Sunday, December 10, 2006
Not Dead Enough.
Pinochet is dead, but not dead enough. To see him as simply another vile bastard dictator who has snuffed it is to miss the point. He was crucial, inasmuch as he provided the opportunity for advanced capitalist states to test in the periphery a doctrine that lurked in the margins of political discourse back home. Long before the Arab-Israel war in 1973 and the OPEC crisis, capitalism was showing a serious crisis of profitability. As a result of diminishing returns on investment, the stock markets were slowing down, corporations offered low dividend payouts, interest rates were not much better than inflation - the wealth of the super-rich was being eroded, and a political response was called for.
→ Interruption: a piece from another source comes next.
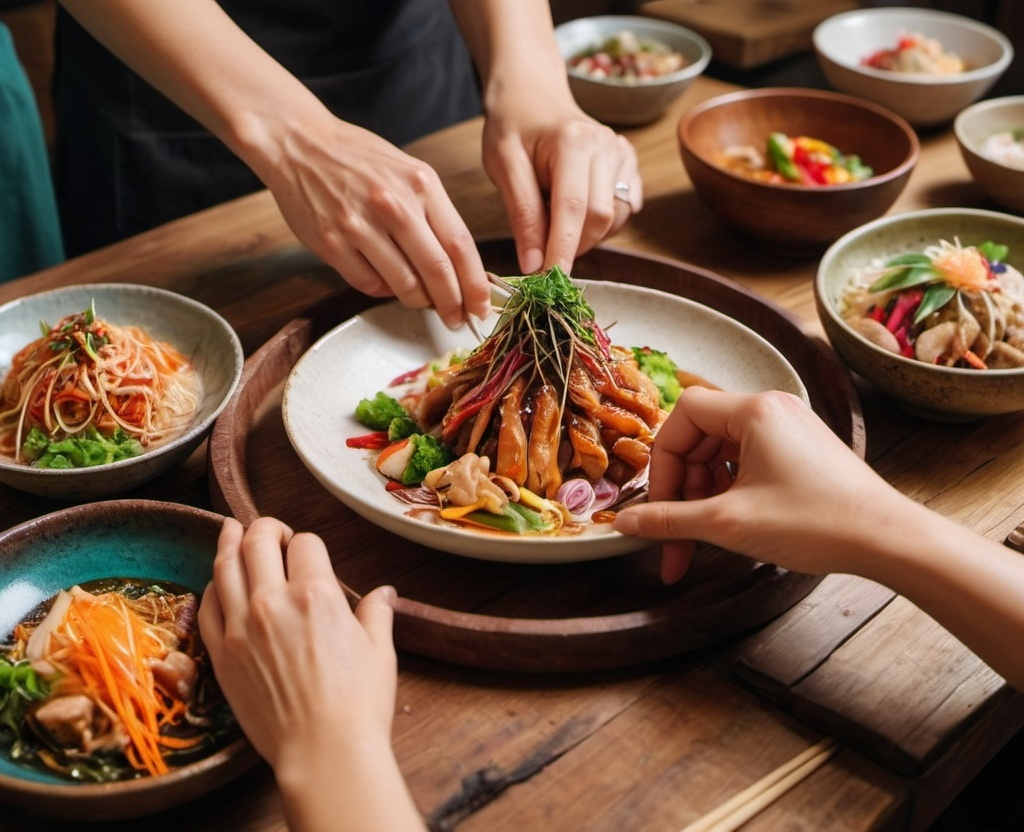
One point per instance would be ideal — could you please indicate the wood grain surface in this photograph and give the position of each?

As the crisis bit, and states went into fiscal crises, a vibrant extra-parliamentary global left pushed mainstream social-democratic parties to pursue the intensification of state regulation of capital (although the Eurocommunists pursued a more openly pro-market approach). If the post-war compromise involved guaranteeing full employment to the working class in exchange for its acquiescence in a the continuation of a precarious capitalism, the compromise could best be prolonged by increasing corporatist management of the economy. In Britain, the Labour Party was elected on the back of a wave of class struggle on its most radical agenda ever, far more radical than its 1945 agenda. Various experiments were attempted with forms of worker management. In the US, a Democratic congress pushed through a raft of laws enshrining new rights for workers and consumers. But, fundamentally, the enemy was not tackled head-on, and the remedies proved inadequate. Stagflation persisted, and in the same year that the Labour Party was bailed out by the IMF, New York went bankrupt. In practise, most social-democratic parties ended up attacking and restraining their own constituencies for pragmatic purposes.
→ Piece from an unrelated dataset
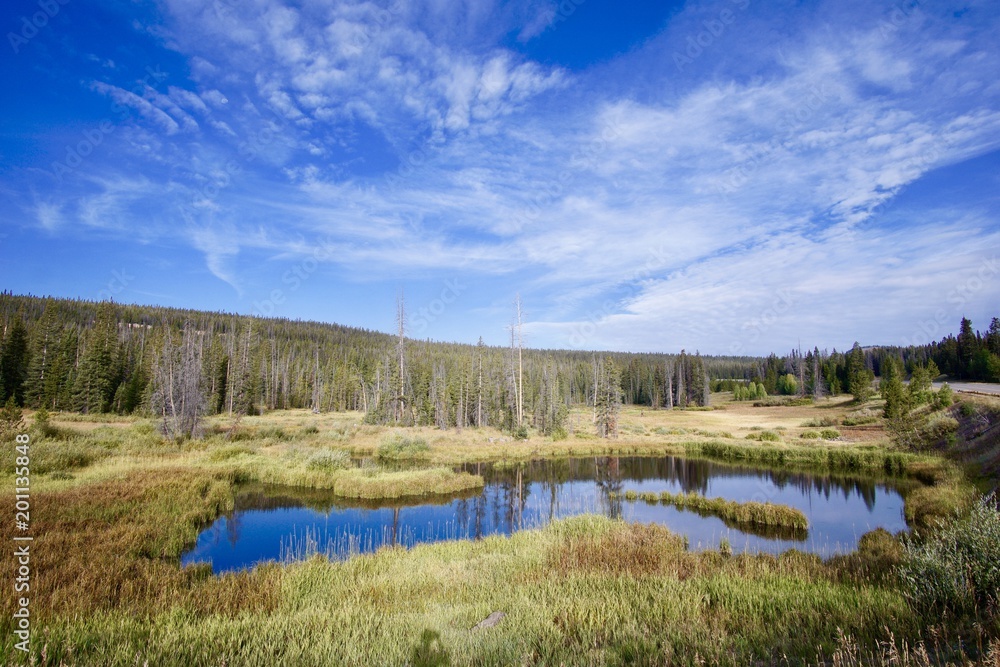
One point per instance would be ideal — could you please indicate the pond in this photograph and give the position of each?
(283, 523)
Pinochet's Chile offered a new way of doing things. Following a massive effort of violent coercion, the banning of trade unions, the formation of secret police and mass disappearances, the 'Chicago Boys' were invited by the general to devise radical economic reforms. They privatised public entities, enforced trade liberalisation, and enshrined the right to repatriate profits. They opened up natural resources to be exploited by foreign corporations, with the one exception of the crucial resource of copper. Pinochet could attack the working class with outright violence because he had taken power with the assistance of a US-backed coup after years of CIA destabilisation in which people had been terrorised about the future. But the results of this experiment involved a short-term revival of the Chilean economy and new opportunities for capital accumulation, such that Western state-planners felt confident enough to take it up as their new doctrine.
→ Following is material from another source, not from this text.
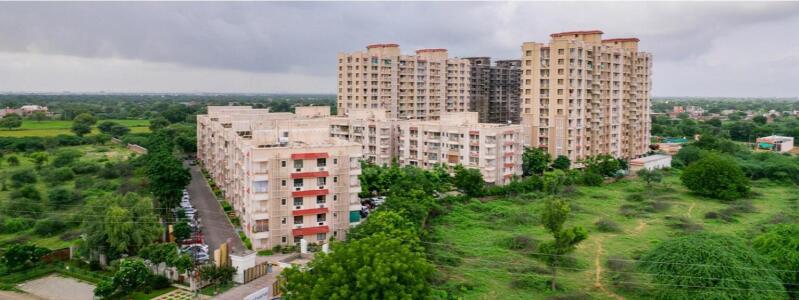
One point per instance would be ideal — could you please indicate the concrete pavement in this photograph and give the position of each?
(215, 225)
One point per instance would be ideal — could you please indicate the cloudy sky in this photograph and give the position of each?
(700, 49)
It was on this basis that Thatcher galvanised consent for her commitment to roll back union power, and it was the same that allowed Paul Volcker in 1979 to notoriously use the fiat of the Federal Reserve to push the rate of interest up to close to 20 per cent, thus deliberately causing a recession not only in the United States but throughout much of the world, and forcing a change in monetary policy. Corresponding political changes facilitated deregulation, privatisation, and the attacks on unions, the catastrophic baby steps in the restoration of capitalist class power. Over the ensuring two decades, the share of the wealth accruing to the top 0.1% in American society trebled.
The experiments with peripheral states for the benefit of the metropolitan ruling classes have not ended either: for a recent example, take the decision to impose a flat tax system on Iraq, a political priority for the Republican right for some time.
Pinochet's central legacy remains in place, and if we want to exorcise his ghost and redeem his victims, the first thing to do is to build the movement internationally to challenge this neoliberal consensus.